C&C profits hit by sterling slide, but core volumes rise
The slump in sterling since the UK's June Brexit vote side-swiped Bulmers maker C&C, with its reported operating profit in the first half of its financial year tumbling 12pc to €55.1m. Its revenue fell 14.4pc to €307m, taking account of the currency swing.
But chief executive Stephen Glancey pointed to higher sale volumes of core brands, including Bulmers, Magners and Tennent's.
"The currency impact is a translational one, not transactional," he told the Irish Independent. "There's nothing we can do about it. Everybody who trades in the UK and takes earnings out of the UK has the same issue."
C&C said the sterling decline had hit reported first-half revenues to the tune of €24.4m, and operating profit by €2.8m. It also noted that there had been "some variability in consumer demand" in the period.
Mr Glancey said the group's focus on its core brands was the "right thing to do" for the long-term.
He added that C&C has a business that "is capable of weathering these challenges".
Bulmers volumes in Ireland were 6pc higher in the period, while Tennent's volumes rose 2pc in the Scottish independent free trade channel. Volume exports of Tennent's rose 50pc.
Mr Glancey said the "fizz is back" in Magners sales, with volumes rising 11pc and its market share growing by 1.4 percentage points.

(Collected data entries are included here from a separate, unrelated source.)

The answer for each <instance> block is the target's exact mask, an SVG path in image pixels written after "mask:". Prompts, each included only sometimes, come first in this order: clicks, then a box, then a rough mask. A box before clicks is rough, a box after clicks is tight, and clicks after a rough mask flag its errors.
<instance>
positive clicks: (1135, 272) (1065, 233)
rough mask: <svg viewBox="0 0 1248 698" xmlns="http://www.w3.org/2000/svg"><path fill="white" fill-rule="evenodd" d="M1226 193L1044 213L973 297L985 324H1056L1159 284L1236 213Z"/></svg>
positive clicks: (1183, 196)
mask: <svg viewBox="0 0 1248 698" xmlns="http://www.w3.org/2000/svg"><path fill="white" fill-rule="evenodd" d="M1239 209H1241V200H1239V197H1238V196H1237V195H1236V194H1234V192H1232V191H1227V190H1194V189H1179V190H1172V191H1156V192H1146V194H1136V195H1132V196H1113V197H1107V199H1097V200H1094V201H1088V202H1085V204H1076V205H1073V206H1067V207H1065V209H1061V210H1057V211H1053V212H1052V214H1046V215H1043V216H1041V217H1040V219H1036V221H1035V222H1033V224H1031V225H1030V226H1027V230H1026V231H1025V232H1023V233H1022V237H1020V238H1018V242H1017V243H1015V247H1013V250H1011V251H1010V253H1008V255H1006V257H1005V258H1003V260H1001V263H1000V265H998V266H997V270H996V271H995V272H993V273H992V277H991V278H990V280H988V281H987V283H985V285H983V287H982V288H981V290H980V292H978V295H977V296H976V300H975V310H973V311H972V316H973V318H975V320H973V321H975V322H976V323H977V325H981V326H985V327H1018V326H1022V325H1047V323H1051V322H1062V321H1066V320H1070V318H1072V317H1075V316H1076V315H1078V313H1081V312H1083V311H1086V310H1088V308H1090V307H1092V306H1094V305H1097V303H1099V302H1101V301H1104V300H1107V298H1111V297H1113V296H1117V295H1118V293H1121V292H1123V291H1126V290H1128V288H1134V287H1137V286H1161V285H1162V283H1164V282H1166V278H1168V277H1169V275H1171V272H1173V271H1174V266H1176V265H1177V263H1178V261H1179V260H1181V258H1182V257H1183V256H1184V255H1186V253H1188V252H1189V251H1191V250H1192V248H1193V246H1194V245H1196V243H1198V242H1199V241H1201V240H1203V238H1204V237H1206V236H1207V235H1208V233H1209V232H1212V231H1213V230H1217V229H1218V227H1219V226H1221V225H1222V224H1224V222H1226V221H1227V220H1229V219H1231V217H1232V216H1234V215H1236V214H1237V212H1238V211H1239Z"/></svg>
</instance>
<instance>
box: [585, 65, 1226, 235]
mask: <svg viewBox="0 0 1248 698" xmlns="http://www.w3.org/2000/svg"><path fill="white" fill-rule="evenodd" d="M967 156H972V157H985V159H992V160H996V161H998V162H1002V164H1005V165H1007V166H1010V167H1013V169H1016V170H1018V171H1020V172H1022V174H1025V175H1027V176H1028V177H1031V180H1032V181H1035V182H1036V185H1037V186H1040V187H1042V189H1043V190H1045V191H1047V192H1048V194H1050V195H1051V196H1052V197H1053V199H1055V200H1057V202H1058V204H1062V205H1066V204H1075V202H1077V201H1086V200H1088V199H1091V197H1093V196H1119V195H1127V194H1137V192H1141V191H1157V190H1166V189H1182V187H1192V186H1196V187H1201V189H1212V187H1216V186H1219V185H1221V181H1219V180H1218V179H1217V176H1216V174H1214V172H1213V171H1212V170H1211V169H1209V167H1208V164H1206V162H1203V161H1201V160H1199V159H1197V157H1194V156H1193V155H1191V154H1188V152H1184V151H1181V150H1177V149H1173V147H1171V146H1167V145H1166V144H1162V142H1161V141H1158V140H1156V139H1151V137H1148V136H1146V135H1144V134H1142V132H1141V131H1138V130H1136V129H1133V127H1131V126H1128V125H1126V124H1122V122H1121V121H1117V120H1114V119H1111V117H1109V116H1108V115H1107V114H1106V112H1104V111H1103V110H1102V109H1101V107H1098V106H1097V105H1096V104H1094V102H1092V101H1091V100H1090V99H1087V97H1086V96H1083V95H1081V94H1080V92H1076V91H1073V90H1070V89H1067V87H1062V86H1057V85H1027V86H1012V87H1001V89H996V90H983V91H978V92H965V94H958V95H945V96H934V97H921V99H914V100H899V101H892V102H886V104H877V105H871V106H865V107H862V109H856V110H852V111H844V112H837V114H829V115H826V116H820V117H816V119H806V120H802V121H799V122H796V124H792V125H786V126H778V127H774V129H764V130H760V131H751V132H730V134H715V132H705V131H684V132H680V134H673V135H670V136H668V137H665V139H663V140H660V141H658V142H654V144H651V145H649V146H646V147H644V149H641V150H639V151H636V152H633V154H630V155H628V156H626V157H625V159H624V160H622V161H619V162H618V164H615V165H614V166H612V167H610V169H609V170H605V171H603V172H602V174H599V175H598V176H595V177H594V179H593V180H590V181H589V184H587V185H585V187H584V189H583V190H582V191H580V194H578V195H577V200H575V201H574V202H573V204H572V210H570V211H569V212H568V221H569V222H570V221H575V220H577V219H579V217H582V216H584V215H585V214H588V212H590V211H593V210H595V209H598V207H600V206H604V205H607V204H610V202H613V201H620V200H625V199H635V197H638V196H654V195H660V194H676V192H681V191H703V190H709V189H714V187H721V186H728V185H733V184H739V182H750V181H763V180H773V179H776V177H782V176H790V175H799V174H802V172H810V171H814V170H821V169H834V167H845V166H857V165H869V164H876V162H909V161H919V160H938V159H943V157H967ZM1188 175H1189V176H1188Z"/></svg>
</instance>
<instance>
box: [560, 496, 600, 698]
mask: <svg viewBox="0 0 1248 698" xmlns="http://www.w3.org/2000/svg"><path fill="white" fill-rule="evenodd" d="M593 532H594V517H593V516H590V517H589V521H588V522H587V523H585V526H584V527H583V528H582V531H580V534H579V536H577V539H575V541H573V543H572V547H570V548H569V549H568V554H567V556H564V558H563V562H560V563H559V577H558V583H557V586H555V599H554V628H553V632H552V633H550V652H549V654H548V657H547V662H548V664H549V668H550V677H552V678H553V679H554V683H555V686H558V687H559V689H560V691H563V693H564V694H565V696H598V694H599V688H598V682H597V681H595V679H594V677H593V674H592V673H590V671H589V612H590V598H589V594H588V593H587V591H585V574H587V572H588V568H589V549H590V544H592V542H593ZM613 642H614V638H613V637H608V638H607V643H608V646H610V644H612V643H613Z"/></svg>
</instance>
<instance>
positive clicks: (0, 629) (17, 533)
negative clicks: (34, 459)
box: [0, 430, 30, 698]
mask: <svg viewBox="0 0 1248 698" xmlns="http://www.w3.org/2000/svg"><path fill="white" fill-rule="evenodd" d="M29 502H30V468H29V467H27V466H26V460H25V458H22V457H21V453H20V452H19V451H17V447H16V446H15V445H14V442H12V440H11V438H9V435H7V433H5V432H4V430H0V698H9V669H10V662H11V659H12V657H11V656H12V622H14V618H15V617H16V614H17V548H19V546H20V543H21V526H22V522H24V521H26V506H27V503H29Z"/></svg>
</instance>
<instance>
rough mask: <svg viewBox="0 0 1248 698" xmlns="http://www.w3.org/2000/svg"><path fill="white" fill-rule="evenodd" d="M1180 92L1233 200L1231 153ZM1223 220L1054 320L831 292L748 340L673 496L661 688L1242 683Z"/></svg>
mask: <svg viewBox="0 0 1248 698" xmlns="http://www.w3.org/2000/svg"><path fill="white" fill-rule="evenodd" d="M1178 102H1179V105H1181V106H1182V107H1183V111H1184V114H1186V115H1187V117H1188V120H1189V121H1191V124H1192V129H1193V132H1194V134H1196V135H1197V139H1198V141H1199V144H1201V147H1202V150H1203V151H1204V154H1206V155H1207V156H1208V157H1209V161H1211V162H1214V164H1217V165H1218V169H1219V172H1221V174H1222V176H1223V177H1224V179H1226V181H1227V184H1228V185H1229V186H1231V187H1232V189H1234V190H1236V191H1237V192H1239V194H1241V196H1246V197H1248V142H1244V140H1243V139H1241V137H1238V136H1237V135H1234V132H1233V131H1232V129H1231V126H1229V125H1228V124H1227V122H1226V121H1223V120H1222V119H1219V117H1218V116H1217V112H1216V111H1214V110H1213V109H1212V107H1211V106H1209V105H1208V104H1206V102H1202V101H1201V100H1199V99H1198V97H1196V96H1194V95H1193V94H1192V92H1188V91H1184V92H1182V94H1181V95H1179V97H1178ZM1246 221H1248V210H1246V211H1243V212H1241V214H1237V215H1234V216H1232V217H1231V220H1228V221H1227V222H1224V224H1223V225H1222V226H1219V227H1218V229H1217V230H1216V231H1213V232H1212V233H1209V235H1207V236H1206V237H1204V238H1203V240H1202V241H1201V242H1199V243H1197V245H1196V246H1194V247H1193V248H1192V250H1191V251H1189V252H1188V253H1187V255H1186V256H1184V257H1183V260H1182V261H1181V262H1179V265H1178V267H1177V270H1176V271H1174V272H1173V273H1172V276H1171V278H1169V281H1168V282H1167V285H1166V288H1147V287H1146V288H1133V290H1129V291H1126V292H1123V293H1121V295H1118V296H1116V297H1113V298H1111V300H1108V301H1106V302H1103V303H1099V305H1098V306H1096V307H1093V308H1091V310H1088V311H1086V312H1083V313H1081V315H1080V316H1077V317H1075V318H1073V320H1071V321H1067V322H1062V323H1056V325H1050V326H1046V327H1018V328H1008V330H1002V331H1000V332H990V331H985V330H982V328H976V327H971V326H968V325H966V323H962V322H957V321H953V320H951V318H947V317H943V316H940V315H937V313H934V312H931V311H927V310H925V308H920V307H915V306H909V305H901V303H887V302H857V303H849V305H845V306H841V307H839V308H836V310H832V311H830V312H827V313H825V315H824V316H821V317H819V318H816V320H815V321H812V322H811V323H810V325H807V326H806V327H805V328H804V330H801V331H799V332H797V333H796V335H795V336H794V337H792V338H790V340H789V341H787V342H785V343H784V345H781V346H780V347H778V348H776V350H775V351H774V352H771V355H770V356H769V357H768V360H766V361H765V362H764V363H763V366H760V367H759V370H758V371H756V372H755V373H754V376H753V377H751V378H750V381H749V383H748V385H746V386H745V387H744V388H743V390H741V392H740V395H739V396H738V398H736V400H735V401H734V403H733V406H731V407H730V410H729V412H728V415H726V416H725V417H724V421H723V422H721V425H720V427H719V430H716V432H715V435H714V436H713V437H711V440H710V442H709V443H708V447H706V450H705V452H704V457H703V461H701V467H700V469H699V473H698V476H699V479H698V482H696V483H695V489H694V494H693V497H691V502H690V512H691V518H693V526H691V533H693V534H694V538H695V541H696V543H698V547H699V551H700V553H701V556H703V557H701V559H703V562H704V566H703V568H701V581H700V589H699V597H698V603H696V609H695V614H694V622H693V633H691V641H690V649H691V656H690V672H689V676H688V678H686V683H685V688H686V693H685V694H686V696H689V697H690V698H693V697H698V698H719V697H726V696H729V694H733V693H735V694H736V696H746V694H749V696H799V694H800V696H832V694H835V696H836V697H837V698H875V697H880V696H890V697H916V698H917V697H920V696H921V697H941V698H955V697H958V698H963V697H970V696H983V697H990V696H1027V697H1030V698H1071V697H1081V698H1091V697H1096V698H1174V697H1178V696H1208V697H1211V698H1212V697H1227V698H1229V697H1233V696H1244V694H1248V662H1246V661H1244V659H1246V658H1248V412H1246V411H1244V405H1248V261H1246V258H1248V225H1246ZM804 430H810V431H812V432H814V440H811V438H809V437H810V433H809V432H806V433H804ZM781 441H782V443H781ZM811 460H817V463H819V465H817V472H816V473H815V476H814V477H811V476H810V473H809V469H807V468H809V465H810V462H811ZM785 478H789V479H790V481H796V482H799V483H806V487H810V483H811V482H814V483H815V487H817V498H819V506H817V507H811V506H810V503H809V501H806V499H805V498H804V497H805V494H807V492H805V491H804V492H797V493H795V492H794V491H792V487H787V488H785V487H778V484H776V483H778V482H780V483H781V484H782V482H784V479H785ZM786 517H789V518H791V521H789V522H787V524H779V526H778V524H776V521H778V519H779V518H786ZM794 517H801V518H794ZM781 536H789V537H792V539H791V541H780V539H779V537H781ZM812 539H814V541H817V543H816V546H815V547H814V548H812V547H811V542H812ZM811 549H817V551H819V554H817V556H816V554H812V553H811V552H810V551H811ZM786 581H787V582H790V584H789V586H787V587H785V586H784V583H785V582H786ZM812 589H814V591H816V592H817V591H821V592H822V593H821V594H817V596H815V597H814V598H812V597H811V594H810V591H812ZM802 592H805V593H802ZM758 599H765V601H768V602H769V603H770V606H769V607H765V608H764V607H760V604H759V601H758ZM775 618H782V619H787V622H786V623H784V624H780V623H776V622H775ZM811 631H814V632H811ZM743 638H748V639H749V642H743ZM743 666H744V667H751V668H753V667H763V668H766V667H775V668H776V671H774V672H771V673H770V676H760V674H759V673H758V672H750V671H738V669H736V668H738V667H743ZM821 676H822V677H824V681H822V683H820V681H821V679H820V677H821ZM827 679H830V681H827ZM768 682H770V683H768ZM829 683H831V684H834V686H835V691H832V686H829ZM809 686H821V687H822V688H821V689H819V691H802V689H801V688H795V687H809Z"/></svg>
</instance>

"The Magners brand is very well regarded by UK consumers," he said. "There's been quite a lot of rationalisation this year by the UK supermarkets, so it's pretty much survival of the fittest. If you've got a good brand, you're there. If you don't, you're killed off."
He said the sales improvements in its main products had been underpinned by increased marketing spend, with the group having spent €3.6m more on core brand marketing in the period than a year ago.
The company has also invested €9m in a new bottling facility at its Clonmel plant in the period.
C&C chief financial officer Kenny Nieson said that the company has been "quite protective" of its balance sheet to date, and that while the it remains open to acquisitions, it "hasn't identified the right target as of yet".
"We'd rather be buying businesses and expanding C&C than returning capital to shareholders," he said.
But shares in the group fell 2.5pc as investors digested the results.
Davy Stockbrokers said foreign exchange headwinds will weigh on C&C's full-year results.